Abstract

Mongolian gerbils are epilepsy prone animals, a trait observable at the behavioural level during the 2nd month of life. As a unique species difference, gerbils express the calcium-binding protein parvalbumin (PV) in the perforant path from the entorhinal cortex to the hippocampus. In this study, we determined the time of appearence of PV in the layer II neurons of the entorhinal cortex and the perforant path terminals in gerbils between post-natal days 30 and 50. Signs of low grade seizures were observed in few animals from P40 onward.

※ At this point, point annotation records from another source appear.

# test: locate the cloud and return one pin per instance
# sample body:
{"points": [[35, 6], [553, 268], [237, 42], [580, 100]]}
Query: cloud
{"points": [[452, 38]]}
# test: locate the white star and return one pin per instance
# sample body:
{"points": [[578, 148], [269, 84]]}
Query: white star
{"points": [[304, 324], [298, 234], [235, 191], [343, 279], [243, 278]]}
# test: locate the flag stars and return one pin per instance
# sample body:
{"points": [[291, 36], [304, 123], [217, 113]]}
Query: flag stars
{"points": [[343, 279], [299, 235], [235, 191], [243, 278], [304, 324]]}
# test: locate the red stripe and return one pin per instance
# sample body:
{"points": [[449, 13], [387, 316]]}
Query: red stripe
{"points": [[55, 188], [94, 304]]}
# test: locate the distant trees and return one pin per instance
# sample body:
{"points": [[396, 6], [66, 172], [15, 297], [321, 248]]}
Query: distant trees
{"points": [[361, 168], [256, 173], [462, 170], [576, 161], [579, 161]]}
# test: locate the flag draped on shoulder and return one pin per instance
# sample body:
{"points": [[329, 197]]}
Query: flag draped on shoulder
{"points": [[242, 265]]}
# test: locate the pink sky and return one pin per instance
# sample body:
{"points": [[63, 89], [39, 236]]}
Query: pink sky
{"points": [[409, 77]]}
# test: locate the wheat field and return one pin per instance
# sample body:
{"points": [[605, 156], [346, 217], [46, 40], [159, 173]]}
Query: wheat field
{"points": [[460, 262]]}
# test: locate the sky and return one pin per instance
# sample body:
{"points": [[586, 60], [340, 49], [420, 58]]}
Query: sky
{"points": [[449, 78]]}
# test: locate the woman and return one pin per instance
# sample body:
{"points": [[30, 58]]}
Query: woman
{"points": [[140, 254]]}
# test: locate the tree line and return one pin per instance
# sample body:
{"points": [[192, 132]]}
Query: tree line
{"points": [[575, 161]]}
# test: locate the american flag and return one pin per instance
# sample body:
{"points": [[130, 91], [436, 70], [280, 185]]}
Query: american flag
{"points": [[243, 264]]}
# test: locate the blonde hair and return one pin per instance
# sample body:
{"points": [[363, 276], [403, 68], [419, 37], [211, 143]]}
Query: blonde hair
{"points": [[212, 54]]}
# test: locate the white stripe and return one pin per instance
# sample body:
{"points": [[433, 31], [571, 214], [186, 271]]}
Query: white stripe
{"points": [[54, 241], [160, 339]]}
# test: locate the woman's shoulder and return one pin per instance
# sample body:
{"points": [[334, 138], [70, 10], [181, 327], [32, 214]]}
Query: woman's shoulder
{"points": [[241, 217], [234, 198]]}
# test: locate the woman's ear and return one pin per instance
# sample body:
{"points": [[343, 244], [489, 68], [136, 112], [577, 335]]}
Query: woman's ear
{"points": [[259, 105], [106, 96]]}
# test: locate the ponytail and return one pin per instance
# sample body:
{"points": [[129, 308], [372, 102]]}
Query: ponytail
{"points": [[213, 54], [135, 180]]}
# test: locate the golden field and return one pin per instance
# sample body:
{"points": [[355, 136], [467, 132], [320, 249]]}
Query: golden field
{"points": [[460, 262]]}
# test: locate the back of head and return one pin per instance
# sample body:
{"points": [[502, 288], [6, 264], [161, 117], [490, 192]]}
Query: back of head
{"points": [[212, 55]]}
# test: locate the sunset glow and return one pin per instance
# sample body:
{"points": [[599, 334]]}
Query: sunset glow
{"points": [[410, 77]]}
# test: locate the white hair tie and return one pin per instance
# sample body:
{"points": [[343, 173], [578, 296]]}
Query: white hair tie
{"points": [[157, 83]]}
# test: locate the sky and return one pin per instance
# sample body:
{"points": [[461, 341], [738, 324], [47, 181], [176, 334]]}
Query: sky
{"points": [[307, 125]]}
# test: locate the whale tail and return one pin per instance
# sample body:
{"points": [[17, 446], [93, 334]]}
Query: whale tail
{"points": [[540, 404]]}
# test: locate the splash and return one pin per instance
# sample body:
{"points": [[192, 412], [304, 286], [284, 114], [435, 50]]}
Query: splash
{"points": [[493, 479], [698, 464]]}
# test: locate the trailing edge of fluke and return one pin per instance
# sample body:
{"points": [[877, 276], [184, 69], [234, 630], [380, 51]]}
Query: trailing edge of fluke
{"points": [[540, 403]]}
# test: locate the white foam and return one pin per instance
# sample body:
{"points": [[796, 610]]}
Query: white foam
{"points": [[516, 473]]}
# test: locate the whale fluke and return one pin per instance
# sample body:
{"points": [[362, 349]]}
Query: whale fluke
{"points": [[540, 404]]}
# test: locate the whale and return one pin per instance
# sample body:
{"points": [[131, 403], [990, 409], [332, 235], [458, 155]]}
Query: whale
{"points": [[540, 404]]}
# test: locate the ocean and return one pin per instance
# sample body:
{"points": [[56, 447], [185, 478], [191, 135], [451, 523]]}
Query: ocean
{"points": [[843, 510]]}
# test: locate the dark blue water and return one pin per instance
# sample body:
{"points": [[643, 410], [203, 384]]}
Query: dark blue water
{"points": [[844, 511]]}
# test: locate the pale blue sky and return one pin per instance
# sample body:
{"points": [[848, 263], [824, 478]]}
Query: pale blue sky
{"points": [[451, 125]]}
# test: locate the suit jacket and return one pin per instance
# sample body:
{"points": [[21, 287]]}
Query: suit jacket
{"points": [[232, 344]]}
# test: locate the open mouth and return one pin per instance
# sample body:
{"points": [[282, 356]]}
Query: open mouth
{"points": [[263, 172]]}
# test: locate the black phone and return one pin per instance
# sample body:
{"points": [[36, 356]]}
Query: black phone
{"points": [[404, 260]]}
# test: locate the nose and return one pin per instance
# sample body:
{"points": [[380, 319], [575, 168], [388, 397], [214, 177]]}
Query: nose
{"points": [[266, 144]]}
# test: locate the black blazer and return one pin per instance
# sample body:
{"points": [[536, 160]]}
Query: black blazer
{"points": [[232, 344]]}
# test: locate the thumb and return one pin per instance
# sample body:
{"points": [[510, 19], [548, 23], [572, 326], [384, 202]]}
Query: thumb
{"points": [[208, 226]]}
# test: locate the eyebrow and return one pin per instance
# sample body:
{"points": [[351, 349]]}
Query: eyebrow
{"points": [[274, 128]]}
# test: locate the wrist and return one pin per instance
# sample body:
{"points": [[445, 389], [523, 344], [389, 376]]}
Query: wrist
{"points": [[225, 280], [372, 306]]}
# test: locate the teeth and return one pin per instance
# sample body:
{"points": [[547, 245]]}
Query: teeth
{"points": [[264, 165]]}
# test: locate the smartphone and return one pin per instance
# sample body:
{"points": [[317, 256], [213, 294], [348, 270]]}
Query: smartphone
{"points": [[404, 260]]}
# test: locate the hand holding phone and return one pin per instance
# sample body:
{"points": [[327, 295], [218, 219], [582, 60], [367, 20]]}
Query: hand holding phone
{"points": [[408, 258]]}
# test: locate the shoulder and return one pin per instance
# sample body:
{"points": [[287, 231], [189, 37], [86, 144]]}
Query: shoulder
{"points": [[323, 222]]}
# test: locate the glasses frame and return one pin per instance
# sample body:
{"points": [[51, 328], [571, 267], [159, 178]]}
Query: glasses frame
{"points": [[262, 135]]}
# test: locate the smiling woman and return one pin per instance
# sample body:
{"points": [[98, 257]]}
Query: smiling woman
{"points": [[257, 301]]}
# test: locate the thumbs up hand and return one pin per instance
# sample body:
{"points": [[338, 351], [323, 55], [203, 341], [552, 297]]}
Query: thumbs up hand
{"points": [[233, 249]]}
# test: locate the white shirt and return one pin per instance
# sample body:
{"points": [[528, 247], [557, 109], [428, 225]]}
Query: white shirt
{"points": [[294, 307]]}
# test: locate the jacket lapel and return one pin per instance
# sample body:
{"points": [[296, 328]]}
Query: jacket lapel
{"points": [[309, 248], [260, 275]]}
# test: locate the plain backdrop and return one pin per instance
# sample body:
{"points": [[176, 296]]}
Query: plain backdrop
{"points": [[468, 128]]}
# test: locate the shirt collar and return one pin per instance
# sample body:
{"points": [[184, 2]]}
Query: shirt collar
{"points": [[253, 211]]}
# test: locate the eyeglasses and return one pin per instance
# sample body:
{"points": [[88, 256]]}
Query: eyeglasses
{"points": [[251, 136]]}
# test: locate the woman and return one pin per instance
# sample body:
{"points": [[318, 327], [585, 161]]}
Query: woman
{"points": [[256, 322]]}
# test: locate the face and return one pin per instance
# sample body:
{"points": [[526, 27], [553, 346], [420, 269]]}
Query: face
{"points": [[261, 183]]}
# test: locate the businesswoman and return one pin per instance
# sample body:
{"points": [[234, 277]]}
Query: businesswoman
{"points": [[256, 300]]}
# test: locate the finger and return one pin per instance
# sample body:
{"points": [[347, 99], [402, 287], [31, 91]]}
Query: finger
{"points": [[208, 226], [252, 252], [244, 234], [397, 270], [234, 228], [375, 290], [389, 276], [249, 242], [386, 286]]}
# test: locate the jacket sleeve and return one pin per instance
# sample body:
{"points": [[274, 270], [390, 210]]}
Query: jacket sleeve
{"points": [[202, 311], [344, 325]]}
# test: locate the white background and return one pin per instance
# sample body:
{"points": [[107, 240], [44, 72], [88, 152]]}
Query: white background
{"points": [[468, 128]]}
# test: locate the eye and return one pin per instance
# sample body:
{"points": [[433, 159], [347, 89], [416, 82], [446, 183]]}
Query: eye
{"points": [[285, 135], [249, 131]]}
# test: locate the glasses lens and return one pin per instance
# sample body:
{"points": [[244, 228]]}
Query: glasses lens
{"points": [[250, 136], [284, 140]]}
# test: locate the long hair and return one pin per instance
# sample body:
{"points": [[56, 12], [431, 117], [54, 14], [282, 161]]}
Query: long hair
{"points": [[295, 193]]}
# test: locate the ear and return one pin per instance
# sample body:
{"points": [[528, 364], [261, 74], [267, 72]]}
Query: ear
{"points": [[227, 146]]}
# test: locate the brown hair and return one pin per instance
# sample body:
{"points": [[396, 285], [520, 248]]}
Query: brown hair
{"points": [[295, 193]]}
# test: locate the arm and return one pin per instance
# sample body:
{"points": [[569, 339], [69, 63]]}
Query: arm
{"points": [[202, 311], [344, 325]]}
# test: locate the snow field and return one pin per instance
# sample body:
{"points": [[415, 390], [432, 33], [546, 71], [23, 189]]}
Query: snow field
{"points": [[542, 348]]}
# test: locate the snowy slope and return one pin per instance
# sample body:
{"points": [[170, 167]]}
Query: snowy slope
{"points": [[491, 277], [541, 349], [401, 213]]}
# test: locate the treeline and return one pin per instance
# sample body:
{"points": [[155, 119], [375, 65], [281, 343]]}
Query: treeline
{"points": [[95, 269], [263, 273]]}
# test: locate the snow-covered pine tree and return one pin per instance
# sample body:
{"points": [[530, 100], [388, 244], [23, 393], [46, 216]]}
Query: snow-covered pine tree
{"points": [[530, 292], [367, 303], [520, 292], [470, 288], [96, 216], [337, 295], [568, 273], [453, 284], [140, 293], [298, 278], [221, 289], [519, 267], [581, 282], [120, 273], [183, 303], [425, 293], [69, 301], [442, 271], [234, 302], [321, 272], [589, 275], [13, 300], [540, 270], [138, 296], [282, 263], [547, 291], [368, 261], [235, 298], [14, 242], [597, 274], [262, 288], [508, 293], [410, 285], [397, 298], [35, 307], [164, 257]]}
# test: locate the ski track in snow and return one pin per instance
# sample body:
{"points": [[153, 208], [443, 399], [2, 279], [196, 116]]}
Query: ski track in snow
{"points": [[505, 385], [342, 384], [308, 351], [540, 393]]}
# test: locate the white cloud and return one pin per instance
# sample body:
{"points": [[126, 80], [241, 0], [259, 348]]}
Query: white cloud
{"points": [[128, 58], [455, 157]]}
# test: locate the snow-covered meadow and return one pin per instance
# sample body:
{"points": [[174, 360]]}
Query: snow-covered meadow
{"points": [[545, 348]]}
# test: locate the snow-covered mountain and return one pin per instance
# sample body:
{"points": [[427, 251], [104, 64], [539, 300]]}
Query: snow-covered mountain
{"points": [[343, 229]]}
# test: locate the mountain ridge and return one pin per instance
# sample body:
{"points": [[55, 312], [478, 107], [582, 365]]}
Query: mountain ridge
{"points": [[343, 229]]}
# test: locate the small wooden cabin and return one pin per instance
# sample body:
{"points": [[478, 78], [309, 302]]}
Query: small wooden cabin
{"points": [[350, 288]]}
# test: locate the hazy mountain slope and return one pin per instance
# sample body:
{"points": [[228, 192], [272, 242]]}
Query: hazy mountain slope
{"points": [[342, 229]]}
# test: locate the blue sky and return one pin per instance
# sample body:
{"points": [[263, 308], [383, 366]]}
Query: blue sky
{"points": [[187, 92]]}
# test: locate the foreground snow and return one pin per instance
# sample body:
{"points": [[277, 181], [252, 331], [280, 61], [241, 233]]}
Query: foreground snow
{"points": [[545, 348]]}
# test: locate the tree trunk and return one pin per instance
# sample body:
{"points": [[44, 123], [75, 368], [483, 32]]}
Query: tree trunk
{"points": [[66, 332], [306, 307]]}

PV stain in the entorhinal cortex and perforant path terminals was already detectable at P30, well before the onset of behavioural seizures and did not change with age. It is suggested that the presence of PV in this pathway may be related to the generation early in life of an epileptogenic focus in the limbic forebrain. Altered inhibitory hippocampal circuits have also been suggested as a cause of seizures in the gerbil. Therefore, we quantitated hippocampal GABA- immunoreactive neurons and the PV-immunoreactive subpopulation. A group of gerbils with a high density of stained pyramidal interneurons in CA1 and one lacking PV-stained perikarya could be distinguished at P40 and P50. The density of GABA-immunoreactive nerve cells however, remained the same in both groups and through the ages studied. Thus, perikaryal PV is lost from intact GABAergic nerve cells at the same time as behavioural seizures are observed. The loss of PV from GABAergic neurons may affect their functional properties and be instrumental for the maintainance of behavioural seizures.